The application followed Justice Onnoghen’s failure to appear before the tribunal to enter his plea to the six-count charge pending against him.
Justice Onnoghen who was accused of failing to declare his assets as prescribed by the law, as well as operated foreign bank accounts in contravention of the code of conduct for public officials, had on three previous dates, refused to appear before the CCT for arraignment.
At the resumed proceeding, government lawyer, Mr. Aliyu Umar, relied on section 6 (1) of the CCT Practice Direction and section 396 of the Administration of Criminal Justice Act, ACJA, 2015, to apply for a bench warrant against the defendant.
“May I draw your attention and the honorable members to the fact that the defendant is not in court today.
“I hereby humbly apply for a warrant of arrest against the defendant”, Umar stated.
However, counsel to the embattled CJN, Chief Adegboyega Awolowo, SAN, urged the tribunal to refuse the application and proceed with hearing Onnoghen’s motion challenging the jurisdiction of the CCT and legal competence of the charge against him.

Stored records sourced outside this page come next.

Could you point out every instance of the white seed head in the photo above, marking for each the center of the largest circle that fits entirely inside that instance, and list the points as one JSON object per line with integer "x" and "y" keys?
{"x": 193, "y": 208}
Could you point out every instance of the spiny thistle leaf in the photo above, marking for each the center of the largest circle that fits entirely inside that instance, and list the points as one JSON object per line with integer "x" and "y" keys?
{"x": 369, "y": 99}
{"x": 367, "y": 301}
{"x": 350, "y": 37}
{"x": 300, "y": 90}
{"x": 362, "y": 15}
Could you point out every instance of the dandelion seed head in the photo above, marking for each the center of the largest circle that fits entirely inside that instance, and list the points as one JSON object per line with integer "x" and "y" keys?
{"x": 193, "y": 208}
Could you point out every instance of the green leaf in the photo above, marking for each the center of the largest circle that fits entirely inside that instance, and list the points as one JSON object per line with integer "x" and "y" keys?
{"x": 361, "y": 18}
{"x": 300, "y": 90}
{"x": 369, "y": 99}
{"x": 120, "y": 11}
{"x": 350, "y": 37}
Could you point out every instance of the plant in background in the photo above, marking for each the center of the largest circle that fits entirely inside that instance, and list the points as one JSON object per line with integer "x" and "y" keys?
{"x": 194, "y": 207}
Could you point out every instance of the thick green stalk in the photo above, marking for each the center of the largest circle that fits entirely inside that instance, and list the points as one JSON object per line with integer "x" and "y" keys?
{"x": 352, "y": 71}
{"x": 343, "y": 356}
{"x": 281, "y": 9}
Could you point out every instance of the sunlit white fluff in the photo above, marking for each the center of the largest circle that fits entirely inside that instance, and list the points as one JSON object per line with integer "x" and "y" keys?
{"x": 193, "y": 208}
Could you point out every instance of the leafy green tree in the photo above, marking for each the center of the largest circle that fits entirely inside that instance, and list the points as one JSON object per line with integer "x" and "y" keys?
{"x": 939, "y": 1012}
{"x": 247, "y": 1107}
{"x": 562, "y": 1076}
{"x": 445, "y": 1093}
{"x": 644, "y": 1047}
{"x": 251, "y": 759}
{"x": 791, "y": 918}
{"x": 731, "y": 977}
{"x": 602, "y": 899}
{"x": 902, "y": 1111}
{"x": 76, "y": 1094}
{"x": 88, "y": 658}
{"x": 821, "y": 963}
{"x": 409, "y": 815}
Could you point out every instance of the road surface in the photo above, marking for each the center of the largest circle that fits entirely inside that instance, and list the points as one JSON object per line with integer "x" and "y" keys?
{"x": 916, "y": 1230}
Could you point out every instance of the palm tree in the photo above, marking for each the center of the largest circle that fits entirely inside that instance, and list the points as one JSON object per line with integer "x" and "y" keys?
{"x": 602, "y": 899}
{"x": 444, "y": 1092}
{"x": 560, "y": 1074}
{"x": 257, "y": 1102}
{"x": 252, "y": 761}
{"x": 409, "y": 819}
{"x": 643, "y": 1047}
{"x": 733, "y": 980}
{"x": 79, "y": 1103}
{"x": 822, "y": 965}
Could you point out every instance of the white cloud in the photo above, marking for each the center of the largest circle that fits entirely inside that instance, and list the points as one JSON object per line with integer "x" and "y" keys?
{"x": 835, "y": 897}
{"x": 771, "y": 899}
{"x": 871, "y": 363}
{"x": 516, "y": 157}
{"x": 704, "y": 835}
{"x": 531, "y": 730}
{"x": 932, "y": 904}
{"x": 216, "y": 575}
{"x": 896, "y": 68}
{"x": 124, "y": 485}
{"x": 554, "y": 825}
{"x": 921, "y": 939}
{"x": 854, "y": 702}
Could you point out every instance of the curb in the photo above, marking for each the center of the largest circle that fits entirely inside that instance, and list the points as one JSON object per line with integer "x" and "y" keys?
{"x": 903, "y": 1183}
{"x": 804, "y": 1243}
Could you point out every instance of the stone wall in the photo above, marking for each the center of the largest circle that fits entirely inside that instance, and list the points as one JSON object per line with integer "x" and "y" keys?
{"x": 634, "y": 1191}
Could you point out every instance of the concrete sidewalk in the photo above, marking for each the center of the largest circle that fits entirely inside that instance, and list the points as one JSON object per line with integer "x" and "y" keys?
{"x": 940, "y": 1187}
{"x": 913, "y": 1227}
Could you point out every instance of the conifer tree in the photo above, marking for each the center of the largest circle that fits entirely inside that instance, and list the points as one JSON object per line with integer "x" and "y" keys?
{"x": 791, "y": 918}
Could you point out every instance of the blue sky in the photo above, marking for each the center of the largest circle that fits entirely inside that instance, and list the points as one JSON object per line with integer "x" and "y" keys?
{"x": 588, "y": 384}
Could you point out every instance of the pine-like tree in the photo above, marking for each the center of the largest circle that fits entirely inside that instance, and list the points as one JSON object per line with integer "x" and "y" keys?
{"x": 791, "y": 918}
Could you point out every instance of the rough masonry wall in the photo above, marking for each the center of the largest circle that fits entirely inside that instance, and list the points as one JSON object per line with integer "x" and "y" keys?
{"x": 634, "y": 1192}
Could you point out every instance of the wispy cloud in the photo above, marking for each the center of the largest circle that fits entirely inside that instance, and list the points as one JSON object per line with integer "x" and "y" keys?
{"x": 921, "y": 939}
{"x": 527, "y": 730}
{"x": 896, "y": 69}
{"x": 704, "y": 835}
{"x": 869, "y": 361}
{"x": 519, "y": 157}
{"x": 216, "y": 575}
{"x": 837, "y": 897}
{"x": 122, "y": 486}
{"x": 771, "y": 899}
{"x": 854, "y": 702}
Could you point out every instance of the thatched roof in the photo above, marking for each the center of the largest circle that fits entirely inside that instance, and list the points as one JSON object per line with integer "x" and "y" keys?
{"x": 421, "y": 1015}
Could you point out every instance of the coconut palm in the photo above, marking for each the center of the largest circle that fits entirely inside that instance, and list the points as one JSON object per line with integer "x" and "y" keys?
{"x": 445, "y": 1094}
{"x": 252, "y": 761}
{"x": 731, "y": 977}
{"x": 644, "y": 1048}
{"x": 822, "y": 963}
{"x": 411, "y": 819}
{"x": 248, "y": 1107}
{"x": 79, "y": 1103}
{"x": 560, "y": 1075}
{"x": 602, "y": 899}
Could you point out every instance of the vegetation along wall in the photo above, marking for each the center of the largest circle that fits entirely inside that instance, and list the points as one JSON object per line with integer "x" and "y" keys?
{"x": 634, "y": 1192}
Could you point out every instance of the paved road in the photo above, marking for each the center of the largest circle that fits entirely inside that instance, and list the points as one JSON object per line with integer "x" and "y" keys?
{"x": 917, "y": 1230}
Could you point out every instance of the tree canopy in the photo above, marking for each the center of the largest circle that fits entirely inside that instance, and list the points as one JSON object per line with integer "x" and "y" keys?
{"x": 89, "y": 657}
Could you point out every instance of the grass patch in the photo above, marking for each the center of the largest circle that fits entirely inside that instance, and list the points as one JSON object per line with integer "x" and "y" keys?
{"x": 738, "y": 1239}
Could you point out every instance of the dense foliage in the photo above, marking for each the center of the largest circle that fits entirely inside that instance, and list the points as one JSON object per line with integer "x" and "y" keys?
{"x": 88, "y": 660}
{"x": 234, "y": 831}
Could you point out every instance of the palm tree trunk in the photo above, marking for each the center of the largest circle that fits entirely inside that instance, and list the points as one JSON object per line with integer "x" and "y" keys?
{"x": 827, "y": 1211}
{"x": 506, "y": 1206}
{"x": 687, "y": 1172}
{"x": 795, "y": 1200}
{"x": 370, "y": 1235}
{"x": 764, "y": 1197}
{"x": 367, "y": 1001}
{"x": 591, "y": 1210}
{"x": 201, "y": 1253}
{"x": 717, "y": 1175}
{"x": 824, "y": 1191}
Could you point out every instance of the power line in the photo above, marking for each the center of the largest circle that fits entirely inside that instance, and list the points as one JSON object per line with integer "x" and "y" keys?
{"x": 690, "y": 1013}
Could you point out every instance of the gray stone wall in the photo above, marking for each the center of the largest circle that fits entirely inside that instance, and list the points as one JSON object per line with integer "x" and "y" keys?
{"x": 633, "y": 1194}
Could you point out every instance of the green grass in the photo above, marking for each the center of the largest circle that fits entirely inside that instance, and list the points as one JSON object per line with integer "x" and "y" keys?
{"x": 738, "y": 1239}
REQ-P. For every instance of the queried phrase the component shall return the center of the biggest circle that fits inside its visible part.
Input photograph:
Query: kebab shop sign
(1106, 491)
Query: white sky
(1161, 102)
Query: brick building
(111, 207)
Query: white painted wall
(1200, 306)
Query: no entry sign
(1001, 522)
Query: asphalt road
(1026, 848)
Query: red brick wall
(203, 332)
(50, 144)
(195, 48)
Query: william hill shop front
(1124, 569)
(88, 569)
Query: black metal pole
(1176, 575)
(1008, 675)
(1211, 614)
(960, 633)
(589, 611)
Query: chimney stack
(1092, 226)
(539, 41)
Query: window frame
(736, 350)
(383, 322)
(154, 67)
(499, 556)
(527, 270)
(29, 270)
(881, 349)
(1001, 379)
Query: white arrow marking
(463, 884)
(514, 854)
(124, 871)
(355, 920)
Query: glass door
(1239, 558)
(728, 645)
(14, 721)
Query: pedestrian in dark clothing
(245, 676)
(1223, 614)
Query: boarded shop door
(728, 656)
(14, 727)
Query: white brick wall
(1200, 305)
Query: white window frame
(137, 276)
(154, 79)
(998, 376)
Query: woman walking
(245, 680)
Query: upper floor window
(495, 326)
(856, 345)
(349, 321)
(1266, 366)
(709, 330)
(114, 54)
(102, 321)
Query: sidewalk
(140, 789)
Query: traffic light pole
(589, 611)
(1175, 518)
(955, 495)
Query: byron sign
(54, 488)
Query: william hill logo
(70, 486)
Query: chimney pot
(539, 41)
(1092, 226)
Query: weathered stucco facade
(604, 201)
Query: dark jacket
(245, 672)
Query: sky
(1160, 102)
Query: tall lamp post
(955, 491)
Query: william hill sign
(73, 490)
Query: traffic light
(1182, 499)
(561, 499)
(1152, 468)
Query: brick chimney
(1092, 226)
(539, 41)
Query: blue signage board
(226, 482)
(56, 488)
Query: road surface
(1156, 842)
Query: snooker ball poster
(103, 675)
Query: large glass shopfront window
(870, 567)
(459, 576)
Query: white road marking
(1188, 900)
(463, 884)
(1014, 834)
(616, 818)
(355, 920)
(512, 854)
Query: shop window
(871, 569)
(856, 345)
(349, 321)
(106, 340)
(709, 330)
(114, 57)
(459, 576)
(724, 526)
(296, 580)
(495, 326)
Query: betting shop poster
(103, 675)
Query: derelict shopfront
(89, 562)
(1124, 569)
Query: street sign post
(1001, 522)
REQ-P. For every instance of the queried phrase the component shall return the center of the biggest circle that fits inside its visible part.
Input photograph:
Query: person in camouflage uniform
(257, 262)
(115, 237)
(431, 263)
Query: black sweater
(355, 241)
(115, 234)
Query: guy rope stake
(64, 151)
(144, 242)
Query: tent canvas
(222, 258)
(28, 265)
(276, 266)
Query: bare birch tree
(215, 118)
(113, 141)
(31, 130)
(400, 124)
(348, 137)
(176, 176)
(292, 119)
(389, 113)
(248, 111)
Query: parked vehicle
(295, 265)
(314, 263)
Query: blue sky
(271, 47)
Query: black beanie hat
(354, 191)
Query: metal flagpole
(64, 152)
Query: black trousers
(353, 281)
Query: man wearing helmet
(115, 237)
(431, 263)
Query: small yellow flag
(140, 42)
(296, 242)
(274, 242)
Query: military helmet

Awomolo further relied on section 35 and 36 of the 1999 Constitution, as amended, to argue that the tribunal ought to firstly determine the issue of its integrity and impartiality, before proceeding with the trial.
Besides, he argued that the presence of the defendant was not mandatory during hearing of an objection to the charge, adding that the Mr. Danladi Umar led tribunal earlier adjourned to hear all the pending
“The defendant is entitled to fair trial and fair hearing and the constitution has mandated that he must be afforded every facility to establish his innocence.
“A criminal trial is a serious matter that affects the liberty of a citizen.
“The application that the tribunal should issue a bench warrant is persecuting by the prosecution. The tribunal is urged to preserve the defendant’s rights”, Awomolo pleaded.